On
the same day of last month's proclamation allowing commercial
fishing in the monument, Trump issued an order to boost the U.S.
commercial fishing industry by peeling back regulations and
opening up harvesting in previously protected areas.
The monument was created by President George W. Bush in 2009 and
consists of about 500,000 square miles (1.3 million square
kilometers) in the central Pacific Ocean. President Barack Obama
expanded the monument in 2014.
A week after the April 17 proclamation, the U.S. National Marine
Fisheries Service sent a letter to fishing permit holders giving
them a green light to fish commercially within the monument's
boundaries, even though a long-standing fishing ban remains on
the books, according to a lawsuit filed Thursday in federal
court in Honolulu.
The first longline fisher started fishing in the monument just
three days after that letter, according to Earthjustice, which
has been tracking vessel activity within the monument using
Global Fishing Watch.
The Department of Justice declined to comment Friday.

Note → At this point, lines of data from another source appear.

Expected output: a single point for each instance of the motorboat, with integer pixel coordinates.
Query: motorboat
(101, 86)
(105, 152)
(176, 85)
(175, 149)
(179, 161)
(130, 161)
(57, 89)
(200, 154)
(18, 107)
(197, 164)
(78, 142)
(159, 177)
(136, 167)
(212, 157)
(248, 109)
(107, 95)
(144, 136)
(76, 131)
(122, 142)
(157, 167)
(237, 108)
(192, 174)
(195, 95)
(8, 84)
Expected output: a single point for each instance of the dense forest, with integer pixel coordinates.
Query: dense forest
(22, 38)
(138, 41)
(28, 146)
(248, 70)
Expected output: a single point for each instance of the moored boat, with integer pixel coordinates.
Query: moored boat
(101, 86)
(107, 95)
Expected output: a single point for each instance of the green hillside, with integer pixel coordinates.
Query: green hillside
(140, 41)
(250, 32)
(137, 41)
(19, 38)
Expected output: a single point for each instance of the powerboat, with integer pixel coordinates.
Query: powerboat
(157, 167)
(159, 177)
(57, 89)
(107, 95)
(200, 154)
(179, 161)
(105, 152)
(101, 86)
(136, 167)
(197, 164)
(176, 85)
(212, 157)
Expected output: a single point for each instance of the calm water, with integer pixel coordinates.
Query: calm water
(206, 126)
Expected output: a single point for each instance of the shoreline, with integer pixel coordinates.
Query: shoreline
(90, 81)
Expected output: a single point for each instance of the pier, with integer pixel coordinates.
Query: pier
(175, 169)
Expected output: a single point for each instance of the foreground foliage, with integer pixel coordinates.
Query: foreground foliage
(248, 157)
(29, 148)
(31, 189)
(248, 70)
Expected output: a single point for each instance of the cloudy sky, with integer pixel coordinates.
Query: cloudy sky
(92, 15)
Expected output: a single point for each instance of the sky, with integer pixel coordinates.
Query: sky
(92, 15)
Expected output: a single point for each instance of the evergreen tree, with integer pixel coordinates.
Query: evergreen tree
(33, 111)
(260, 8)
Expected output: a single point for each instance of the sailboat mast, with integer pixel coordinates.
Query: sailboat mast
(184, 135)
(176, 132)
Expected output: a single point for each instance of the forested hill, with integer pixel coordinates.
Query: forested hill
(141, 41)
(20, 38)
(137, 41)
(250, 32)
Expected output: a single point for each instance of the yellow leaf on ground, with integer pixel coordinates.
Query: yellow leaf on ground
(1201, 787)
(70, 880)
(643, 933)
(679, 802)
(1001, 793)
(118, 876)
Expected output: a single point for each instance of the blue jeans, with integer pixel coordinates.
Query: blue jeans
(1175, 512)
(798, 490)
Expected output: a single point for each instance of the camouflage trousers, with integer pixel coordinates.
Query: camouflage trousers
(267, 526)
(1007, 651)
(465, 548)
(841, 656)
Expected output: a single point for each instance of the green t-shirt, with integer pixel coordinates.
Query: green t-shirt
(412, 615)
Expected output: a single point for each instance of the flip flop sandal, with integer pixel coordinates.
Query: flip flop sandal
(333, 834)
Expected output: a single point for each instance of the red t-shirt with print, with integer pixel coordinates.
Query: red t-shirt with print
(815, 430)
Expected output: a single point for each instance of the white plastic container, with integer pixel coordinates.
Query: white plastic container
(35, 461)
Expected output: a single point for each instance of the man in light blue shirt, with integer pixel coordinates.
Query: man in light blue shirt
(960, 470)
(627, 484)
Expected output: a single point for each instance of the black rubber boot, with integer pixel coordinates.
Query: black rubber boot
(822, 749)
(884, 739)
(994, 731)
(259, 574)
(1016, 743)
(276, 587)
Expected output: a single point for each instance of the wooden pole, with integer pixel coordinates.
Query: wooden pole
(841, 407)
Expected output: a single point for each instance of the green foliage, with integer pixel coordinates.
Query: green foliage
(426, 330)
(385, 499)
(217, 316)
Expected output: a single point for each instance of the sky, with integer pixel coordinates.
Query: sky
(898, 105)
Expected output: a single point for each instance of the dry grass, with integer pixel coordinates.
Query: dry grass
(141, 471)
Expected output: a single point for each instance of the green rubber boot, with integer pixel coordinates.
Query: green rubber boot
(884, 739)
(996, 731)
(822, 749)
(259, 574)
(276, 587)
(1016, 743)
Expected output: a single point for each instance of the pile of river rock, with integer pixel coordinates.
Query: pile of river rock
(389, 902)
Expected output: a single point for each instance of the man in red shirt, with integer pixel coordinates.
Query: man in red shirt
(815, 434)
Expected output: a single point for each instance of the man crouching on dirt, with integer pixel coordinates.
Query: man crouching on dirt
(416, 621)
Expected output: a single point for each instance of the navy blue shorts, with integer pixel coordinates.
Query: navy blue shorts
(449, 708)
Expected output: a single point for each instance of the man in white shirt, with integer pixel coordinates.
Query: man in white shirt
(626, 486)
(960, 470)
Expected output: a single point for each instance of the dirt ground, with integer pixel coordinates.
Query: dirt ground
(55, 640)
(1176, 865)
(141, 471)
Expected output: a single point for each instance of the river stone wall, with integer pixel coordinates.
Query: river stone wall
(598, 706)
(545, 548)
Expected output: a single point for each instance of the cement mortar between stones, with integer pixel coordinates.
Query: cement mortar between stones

The lawsuit noted that commercial longline fishing, an
industrial method involving baited hooks from lines 60 miles
(96.5 kilometers) or longer, will snag turtles, marine mammals
or seabirds that are attracted to the bait or swim through the
curtain of hooks.
“We will not stand by as the Trump administration unleashes
highly destructive commercial fishing on some of the planet’s
most pristine, biodiverse marine environments,” David Henkin, an
Earthjustice attorney, said in a statement. “Piling lawlessness
on top of lawlessness, the National Marine Fisheries Service
chose to carry out President Trump’s illegal proclamation by
issuing its own illegal directive, with no public input.”
Designating the area in the Pacific Ocean to the south and west
of the Hawaiian islands as a monument provided “needed
protection to a wide variety of scientific and historical
treasures in one of the most spectacular and unique ocean
ecosystems on earth,” the lawsuit said.
The lawsuit added that allowing commercial fishing in the
monument expansion harms the “cultural, spiritual, religious,
subsistence, educational, recreational, and aesthetic interests”
of a group of Native Hawaiian plaintiffs who are connected
genealogically to the Indigenous peoples of the Pacific.
Johnston Atoll, the closest island in the monument, is about 717
nautical miles (1,328 kilometers) west-southwest of Hawaii.